U.S. Environmental Protection Agency (EPA)

Under EPA’s Clean Air Act, EPA’s Office of Air and Radiation (OAR) develops national programs, technical policies, and regulations for controlling air pollution and radiation exposure. Within OAR, the Office of Radiation and Indoor Air (ORIA) maintains responsibility to protect the public from the risks of radiation. Additionally, EPA’s RadNet program monitors the air throughout the country for changes in radiation levels and assesses the spread of contamination in the case of a radiation accident or incident.

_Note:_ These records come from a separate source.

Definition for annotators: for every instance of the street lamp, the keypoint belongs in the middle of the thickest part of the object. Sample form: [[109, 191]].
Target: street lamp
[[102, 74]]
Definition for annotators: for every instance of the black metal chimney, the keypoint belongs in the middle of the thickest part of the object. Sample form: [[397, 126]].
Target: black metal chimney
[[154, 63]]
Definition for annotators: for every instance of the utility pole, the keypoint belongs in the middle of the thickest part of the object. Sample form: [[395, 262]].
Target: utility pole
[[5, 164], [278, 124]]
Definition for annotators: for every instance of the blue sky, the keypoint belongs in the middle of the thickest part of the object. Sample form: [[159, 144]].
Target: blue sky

U.S. Department of Energy (DOE)

DOE’s Office of Environmental Management issues regulations related to spills, releases, and clean-up of radiation in the air from DOE facilities. DOE has requirements that limit how much radiation may be released from its facilities, and it ensures that all facility operators comply with these internal agency standards.

U.S. Nuclear Regulatory Commission (NRC) and Agreement States

The primary mission of NRC is to protect public health and the environment from the effects of radiation from nuclear reactors, materials, and waste facilities. Thirty-four states have signed formal agreements with NRC, providing the states regulatory responsibility over small quantities of special nuclear material, special nuclear material sources and their byproducts. These states are known as Agreement States.

The States

Individual states have the authority to also establish standards for radiation protection, and many have adopted such standards. The state agencies also are empowered to enforce compliance with these standards in order to ensure public health and the environment are protected from industrial and governmental uses of radioactive materials.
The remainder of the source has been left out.